Object Storage: The New Storage Standard in the Cloud
Object storage provides key benefits that enable cost-effective scaling and separation of compute and storage resources. Its advantages include:
- High Durability: Object storage offers cross-AZ and cross-region replication by default, with SLAs up to 99.999999999% durability.
- Reduced Network Costs: Eliminates costly cross-AZ replication fees.
- Low Bandwidth Cost for Access: Even in failover scenarios, retrieving terabytes of data costs around $0.10 per million requests—far lower than other storage solutions.
- Lowest Cost Per GB: Object storage is approximately 3.5× cheaper than standard EBS.
Next-generation databases are already leveraging object storage. OLAP systems were early adopters, with technologies like Snowflake and formats like Iceberg and Parquet making full use of S3. More recently, streaming platforms such as StreamNative's Ursa engine have adopted object storage as the primary storage layer. Recognizing this trend, Confluent acquired WarpStream and introduced Freight Clusters that also utilize object storage. Vector and full-text search engines like Turbopuffer have followed suit.
However, using object storage directly introduces additional latency. While acceptable for OLAP workloads and asynchronous event-driven architectures, this latency is less suitable for OLTP workloads that demand low-latency responses. As a result, object storage is rarely used in OLTP database systems—until now.
EloqDoc: A Cost-Efficient, High-Performance Document Database
Leveraging EloqData’s groundbreaking decoupled architecture, EloqDoc—a MongoDB-compatible JSON document store—effectively solves this challenge. EloqDoc fully embraces object storage, extending its benefits to document databases and unlocking elasticity, performance, and cost-efficiency. Unlike MongoDB Atlas, which incurs high costs from multiple replicas and cross-AZ traffic, EloqDoc uses object storage as its persistent layer.
Key advantages of EloqDoc include:
- Stateless Compute with Single Replica: Minimizes CPU and memory overhead while ensuring high availability and zero data loss.
- Object Storage as Primary Storage: Batches writes asynchronously to mitigate object storage latency, while recent data is safeguarded with EBS for durability.

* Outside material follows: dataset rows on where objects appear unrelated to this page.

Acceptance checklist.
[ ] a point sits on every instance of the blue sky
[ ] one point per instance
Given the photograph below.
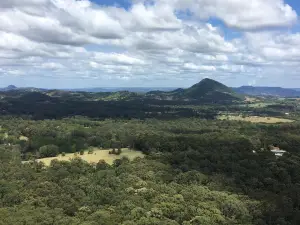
(143, 43)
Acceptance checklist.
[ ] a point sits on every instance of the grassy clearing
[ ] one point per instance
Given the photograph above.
(23, 138)
(97, 155)
(255, 119)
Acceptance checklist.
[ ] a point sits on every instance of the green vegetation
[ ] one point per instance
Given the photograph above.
(255, 119)
(95, 156)
(149, 159)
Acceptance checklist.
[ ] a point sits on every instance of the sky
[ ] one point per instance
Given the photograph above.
(149, 43)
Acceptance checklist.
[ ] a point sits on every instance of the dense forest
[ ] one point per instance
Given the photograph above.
(197, 169)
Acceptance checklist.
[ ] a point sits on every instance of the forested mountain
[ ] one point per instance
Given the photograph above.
(268, 91)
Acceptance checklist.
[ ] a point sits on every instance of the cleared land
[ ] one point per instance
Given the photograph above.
(255, 119)
(97, 155)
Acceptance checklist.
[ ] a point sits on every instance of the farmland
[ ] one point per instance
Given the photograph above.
(255, 119)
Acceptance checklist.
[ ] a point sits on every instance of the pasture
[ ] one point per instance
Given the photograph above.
(255, 119)
(98, 154)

- Local NVMe Caching: Delivers high-throughput, low-latency reads that outperform EBS IOPS by caching object storage locally.
- Scalable Redo Logs: Improves write performance cost-effectively using additional EBS volumes.

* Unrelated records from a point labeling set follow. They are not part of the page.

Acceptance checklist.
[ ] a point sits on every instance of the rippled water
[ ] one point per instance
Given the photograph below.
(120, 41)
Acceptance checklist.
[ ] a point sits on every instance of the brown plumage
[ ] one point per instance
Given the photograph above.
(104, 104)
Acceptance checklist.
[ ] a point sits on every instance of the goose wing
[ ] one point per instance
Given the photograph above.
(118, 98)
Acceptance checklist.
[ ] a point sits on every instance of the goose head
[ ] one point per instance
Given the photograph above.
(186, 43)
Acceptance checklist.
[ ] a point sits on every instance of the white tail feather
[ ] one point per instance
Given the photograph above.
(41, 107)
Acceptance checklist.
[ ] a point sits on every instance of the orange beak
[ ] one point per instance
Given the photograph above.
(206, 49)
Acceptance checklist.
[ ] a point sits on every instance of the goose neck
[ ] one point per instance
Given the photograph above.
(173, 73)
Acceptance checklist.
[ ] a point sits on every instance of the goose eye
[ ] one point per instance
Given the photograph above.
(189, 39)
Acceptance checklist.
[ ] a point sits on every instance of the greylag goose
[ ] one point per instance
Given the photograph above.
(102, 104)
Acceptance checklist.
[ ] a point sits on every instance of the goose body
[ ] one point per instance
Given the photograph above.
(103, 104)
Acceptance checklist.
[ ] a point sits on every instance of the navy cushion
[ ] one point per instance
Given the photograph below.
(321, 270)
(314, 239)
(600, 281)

- MongoDB Compatibility and Distributed Transactions: Seamless migration from MongoDB, with robust transaction support powered by Data Substrate.
EloqDoc addresses the latency challenge by using local NVMe storage as an intelligent cache. Modern cloud-optimized instances offer significant local NVMe capacity (e.g., 3.5TB per 16-core server), enabling high-performance caching of active data while reducing costs.
Summary of the Video
In Hubert’s presentation, we demonstrate how EloqDoc and StreamNative’s Ursa can be combined to build scalable, efficient data pipelines. Ursa is an innovative streaming storage engine that disrupts traditional models like Kafka, which rely on costly persistent storage and cross-AZ replication.
Key innovations of Ursa include:
- Diskless Architecture: Eliminates the need for expensive EBS storage.
- Stateless Brokers: Enables instant scaling and seamless failover without data movement.
- Leaderless Design: Avoids Kafka’s partition leader bottlenecks, reducing latency and cross-AZ costs.
Together with EloqDoc, Ursa enables the construction of a modern data pipeline that uses object storage as the primary data layer—fully realizing the potential of cloud-native infrastructure.